Intellectual Property in Common Law and Civil Law

Edited by Toshiko Takenaka

Drawing together the views and experiences of scholars and lawyers from the United States, Europe and Asia, this book examines how different characteristics embedded in national IP systems stem from differences in the fundamental legal principles of the two traditions. It questions whether these elements are destined to remain diverged, and tries to identify common ground that might facilitate a form of harmonization.
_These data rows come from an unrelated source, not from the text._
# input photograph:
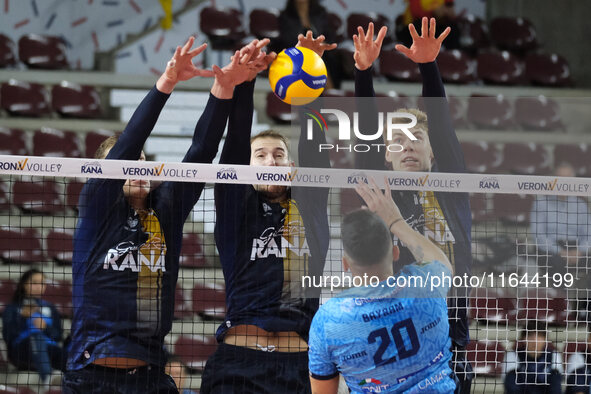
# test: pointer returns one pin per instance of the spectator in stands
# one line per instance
(177, 370)
(579, 378)
(32, 328)
(561, 226)
(298, 17)
(534, 367)
(442, 10)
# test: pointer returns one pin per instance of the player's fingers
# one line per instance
(432, 28)
(381, 36)
(413, 32)
(444, 34)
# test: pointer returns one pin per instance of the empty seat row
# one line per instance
(68, 99)
(51, 142)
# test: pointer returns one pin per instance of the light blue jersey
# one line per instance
(385, 339)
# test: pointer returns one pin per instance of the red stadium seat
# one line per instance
(13, 142)
(456, 66)
(93, 140)
(76, 101)
(514, 34)
(59, 245)
(492, 305)
(60, 294)
(538, 113)
(575, 155)
(278, 110)
(73, 189)
(490, 112)
(524, 158)
(500, 68)
(56, 143)
(7, 52)
(474, 34)
(194, 350)
(355, 19)
(21, 245)
(182, 306)
(397, 67)
(547, 70)
(513, 208)
(481, 156)
(7, 289)
(24, 99)
(209, 301)
(45, 52)
(223, 27)
(264, 23)
(192, 253)
(486, 357)
(38, 196)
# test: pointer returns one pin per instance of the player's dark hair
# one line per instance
(20, 292)
(366, 238)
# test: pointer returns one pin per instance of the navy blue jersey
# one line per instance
(125, 264)
(265, 247)
(452, 208)
(384, 339)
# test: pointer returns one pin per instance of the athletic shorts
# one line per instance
(95, 379)
(236, 369)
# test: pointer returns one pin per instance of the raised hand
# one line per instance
(424, 48)
(366, 49)
(181, 67)
(316, 44)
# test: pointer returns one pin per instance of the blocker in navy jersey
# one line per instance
(386, 339)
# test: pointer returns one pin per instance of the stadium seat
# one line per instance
(514, 34)
(209, 301)
(526, 158)
(576, 155)
(500, 68)
(490, 112)
(194, 350)
(93, 140)
(13, 142)
(264, 23)
(37, 196)
(73, 189)
(547, 70)
(486, 357)
(513, 208)
(7, 289)
(356, 19)
(59, 293)
(24, 99)
(474, 34)
(59, 245)
(7, 52)
(481, 156)
(538, 113)
(192, 253)
(492, 305)
(397, 67)
(278, 110)
(21, 245)
(76, 101)
(45, 52)
(182, 306)
(55, 143)
(223, 27)
(456, 66)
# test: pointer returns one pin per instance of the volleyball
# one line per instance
(297, 73)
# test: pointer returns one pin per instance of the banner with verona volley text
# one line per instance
(291, 176)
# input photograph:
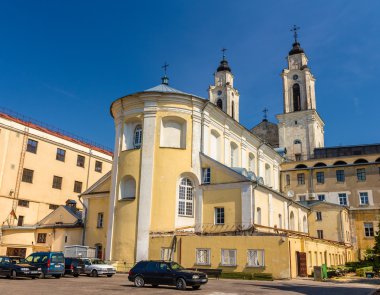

Chapter 4: The inventive step and cooperative harmonization

Amy L. Landers

Subjects: asian studies, asian law, law - academic, asian law, comparative law, intellectual property law


The legal concept of invention has deep historic and political roots. The principle that patents should be reserved for genuine contributions has been traced back as early as the 16th century. Although there are central consistencies among current systems, today the inventive step is marked by distinctions that arise from patent systems based on diverse doctrines, approaches, and economic policies. There is worldwide support for the inventive step’s existence. Unlike more controversial doctrines in intellectual property, there is a virtually uniform understanding that utility patents should not be granted for trivial advances. Currently, over one hundred nations and regions have implemented an inventive step requirement. As additional evidence of its acceptance, participants of the World Intellectual Property Organization’s (WIPO) efforts toward a worldwide Substantive Patent Law Treaty (SPLT), have achieved broad consensus in principle that an inventive step requirement warrants inclusion in the draft.